8. Paul, his return to find Claire distraught, her breakdown, her going to the hospital, driving the car off the bridge? Her surviving, the doctor and his attention the psychiatrist and the possibility of interpreting the dreams? Her return home, the increase of the dreams? Mary helping out, going to the store, Claire and her dreams, her upstairs studio, its destruction? Her slitting her wrists? Her being interned in the mental institution, her anger, treatment of the staff? Her explaining her dreams and fears to the doctor? Warning him about the hotel and Paul's death? His not paying attention to her? The detective and his concern, his visit to the house, the disappearance of the dog? Her being in the hospital, in the room, her discovery of the poems on the wall, realising that it was Vivian's room? Her following his journey, into the vent and the duct, dressed as the nurse and realising that he had murdered the nurse, her own getting out of the hospital, getting the car, the attraction of the driver, pulling the gun? The parallels with Vivian leaving the hospital and his killing the driver? Her going to his house?

9. In Vivian's house, discovering Ruby, Ruby as being part of her dream? Red being a significant colour, her name for Vivian before she knew it?

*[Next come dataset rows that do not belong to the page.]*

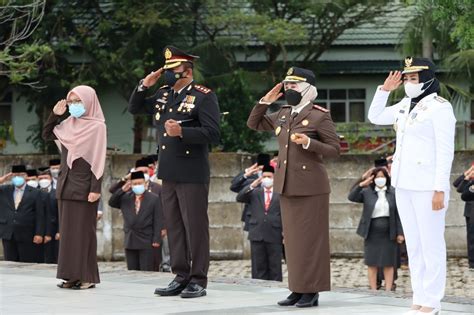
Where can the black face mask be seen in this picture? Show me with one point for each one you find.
(172, 77)
(293, 97)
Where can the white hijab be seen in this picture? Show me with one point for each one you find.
(309, 94)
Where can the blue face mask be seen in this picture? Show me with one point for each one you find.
(172, 77)
(138, 189)
(77, 109)
(18, 181)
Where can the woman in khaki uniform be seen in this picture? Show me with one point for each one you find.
(82, 134)
(306, 134)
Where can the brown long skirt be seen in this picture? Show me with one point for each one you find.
(78, 245)
(306, 236)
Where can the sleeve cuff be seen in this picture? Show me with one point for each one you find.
(306, 146)
(263, 103)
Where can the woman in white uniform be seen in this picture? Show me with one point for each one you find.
(425, 124)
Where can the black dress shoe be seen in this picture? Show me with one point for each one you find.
(193, 290)
(174, 288)
(291, 299)
(308, 300)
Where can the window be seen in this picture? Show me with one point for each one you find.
(346, 105)
(6, 109)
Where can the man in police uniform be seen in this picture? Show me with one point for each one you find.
(306, 134)
(425, 126)
(187, 117)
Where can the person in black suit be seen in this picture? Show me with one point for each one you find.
(187, 118)
(265, 228)
(380, 225)
(462, 184)
(142, 221)
(22, 218)
(51, 238)
(143, 165)
(245, 178)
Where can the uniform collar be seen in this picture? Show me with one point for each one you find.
(299, 108)
(184, 87)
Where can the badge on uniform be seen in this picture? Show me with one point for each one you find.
(188, 104)
(277, 130)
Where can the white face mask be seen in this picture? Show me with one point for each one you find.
(413, 90)
(44, 183)
(267, 182)
(32, 183)
(380, 181)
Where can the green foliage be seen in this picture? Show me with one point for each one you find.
(6, 134)
(236, 98)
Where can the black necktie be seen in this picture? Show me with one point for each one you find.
(293, 115)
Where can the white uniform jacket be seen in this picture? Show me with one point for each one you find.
(425, 140)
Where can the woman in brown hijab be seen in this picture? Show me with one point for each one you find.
(78, 125)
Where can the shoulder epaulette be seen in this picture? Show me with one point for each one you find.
(325, 110)
(440, 99)
(202, 88)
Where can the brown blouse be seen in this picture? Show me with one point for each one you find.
(73, 183)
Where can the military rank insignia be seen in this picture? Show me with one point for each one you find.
(325, 110)
(277, 130)
(202, 89)
(188, 104)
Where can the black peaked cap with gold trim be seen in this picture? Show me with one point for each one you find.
(418, 64)
(296, 74)
(175, 57)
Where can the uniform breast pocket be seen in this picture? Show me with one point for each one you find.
(189, 151)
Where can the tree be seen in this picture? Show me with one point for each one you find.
(289, 30)
(237, 100)
(110, 40)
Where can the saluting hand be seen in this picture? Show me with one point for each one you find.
(467, 174)
(47, 239)
(367, 181)
(256, 183)
(438, 200)
(367, 173)
(393, 81)
(127, 186)
(152, 77)
(253, 170)
(4, 178)
(60, 108)
(273, 95)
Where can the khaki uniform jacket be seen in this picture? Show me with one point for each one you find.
(300, 172)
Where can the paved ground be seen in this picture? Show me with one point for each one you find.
(30, 289)
(346, 273)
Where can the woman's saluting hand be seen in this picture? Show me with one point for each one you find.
(60, 108)
(93, 197)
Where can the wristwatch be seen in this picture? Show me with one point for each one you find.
(141, 87)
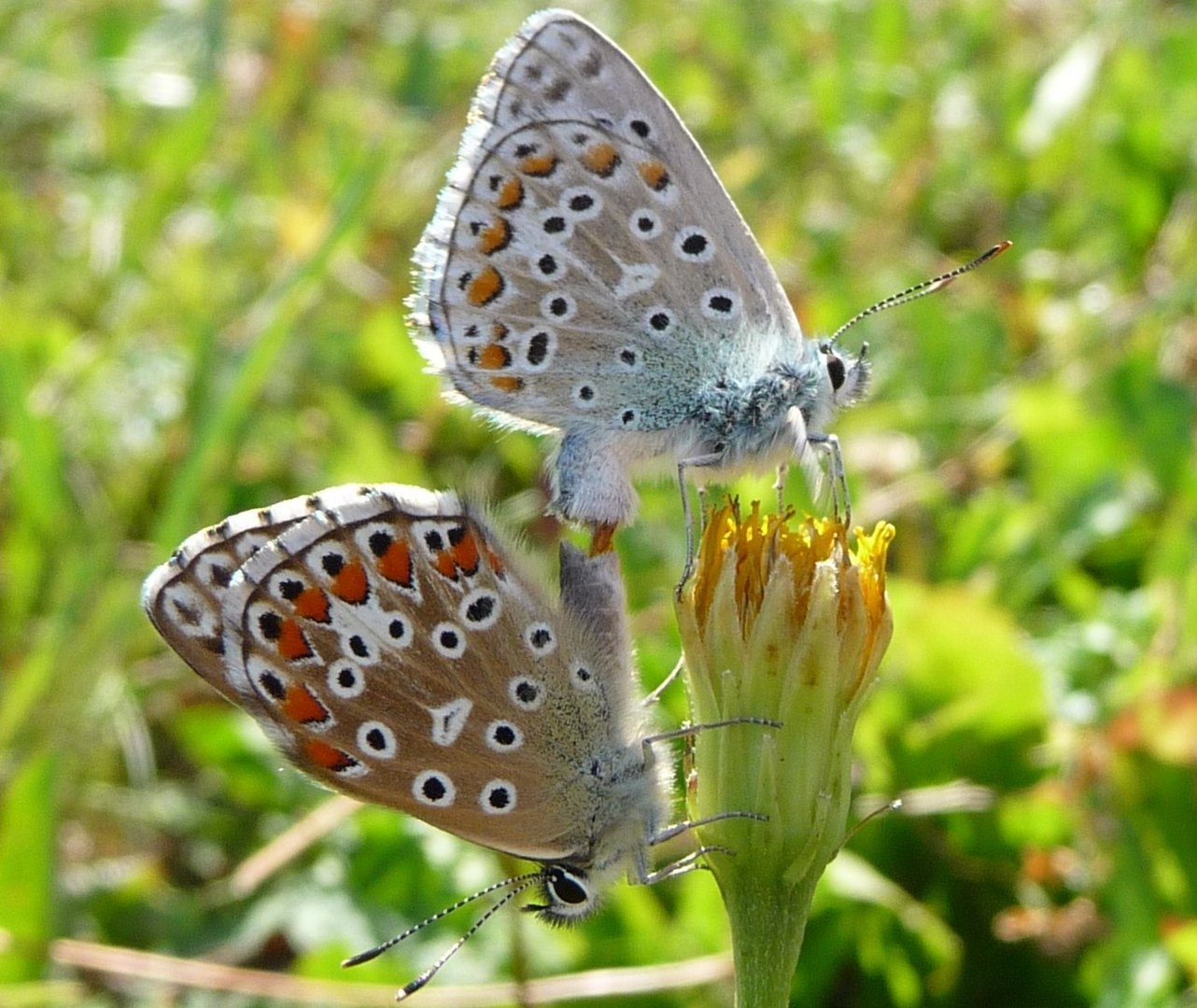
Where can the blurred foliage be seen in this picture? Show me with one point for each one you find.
(206, 216)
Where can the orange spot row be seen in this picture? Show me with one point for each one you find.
(330, 757)
(493, 357)
(601, 158)
(485, 287)
(291, 643)
(301, 706)
(313, 604)
(510, 194)
(465, 553)
(351, 584)
(655, 175)
(395, 564)
(496, 237)
(539, 165)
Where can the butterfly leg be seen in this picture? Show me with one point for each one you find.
(601, 538)
(690, 862)
(665, 682)
(840, 500)
(780, 486)
(712, 458)
(678, 829)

Vivian and his bringing her into the house, with Ruby, tying her up?

10. Vivian, the scenes of him as a little boy, chained, the poem, his becoming free, being rescued on the steeple, in the hospital? The doctor reading his file? The shock treatment, the water treatment? His madness, growing up, his escape from the hospital? His resentment towards his father? Memories of his mother and her cruelty? Making Claire be the mother and the family with Ruby? Dressing her in the red dress?

11. Claire and her helping Ruby to escape, the police following the clues and the car, rescuing Ruby? The siege of the house? Claire and her posing as Vivian's mother, reprimanding him, his reactions? Her jumping into the vat of apples, escaping, the pursuit? The talk, her breaking free, the attempt to shoot Vivian? Their both falling into the water, her death and the images of her daughter? Vivian being rescued?

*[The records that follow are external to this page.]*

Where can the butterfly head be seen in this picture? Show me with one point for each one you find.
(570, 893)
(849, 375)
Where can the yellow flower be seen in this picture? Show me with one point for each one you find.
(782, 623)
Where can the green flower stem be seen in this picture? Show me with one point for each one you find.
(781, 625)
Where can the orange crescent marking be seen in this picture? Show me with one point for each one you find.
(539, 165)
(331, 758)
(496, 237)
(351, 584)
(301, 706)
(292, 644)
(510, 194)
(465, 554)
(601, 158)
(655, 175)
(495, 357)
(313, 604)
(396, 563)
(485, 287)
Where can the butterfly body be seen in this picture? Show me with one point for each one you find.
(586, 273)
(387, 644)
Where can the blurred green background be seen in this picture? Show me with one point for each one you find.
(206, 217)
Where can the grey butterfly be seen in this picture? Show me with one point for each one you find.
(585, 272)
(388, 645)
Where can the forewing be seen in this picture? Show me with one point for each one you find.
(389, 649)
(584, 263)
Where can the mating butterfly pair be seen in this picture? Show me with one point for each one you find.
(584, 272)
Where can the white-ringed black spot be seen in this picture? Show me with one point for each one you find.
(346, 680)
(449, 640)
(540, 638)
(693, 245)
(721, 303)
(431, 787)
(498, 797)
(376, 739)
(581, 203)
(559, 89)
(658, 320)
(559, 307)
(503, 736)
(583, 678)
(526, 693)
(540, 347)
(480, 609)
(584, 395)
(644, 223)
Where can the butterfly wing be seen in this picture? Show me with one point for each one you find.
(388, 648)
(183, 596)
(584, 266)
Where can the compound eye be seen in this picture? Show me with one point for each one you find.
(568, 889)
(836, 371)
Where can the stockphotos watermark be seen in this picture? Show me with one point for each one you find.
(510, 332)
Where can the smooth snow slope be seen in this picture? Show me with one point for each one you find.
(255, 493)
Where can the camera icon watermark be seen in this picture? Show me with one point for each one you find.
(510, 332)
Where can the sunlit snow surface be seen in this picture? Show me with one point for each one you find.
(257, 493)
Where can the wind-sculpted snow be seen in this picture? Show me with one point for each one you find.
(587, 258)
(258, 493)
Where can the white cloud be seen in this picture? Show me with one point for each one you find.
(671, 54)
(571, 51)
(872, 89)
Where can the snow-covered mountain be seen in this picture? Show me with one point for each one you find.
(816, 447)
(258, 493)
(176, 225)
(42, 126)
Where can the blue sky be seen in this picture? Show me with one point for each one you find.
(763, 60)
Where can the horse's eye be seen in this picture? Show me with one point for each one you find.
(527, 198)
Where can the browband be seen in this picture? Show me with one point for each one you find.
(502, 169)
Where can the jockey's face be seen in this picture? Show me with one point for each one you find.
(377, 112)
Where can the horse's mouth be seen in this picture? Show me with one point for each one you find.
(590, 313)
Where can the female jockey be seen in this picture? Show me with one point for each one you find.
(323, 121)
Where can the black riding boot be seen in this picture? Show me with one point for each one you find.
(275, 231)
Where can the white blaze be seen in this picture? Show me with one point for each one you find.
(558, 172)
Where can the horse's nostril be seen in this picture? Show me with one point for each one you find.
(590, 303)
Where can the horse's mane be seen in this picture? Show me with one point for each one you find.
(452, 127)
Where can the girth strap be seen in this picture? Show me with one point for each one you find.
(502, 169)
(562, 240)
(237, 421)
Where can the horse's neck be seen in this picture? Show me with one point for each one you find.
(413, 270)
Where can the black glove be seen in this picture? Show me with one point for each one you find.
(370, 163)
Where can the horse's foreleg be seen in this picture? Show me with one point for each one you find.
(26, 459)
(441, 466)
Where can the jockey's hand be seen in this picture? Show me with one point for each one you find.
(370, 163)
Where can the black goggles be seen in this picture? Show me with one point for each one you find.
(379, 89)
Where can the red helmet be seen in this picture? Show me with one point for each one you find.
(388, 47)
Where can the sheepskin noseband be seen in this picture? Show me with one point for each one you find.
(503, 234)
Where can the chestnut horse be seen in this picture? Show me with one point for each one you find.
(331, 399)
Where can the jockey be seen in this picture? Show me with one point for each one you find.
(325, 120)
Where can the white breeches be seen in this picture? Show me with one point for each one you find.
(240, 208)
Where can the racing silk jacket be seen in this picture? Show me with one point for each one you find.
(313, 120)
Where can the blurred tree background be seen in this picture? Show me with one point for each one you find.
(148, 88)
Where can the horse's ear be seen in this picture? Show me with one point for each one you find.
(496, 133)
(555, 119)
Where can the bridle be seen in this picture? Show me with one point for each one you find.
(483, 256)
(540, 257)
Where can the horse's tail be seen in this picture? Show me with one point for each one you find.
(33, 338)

12. The role of the psychiatrist, the need for sensitivity and intuition? His compassionate listening to Claire, not believing that what she said was real, especially about Paul's death? The grisly discovery? His looking at the file, apologising to her?

13. The detective, his scepticism, his support, his final help? The role of the police?

14. Vivian, in court, guilty, pronounced insane, life imprisonment? His satisfaction, in his cell, the vividness of the dreams, destructive, Claire's appearance, his dreaming of her reaching through the wall to kill him? The final image of Vivian looking out through the bars - and the prospect of his life?

15. An eerie blend of realism and fantasy, the supernatural, the psychic, dreams, fantasy and reality?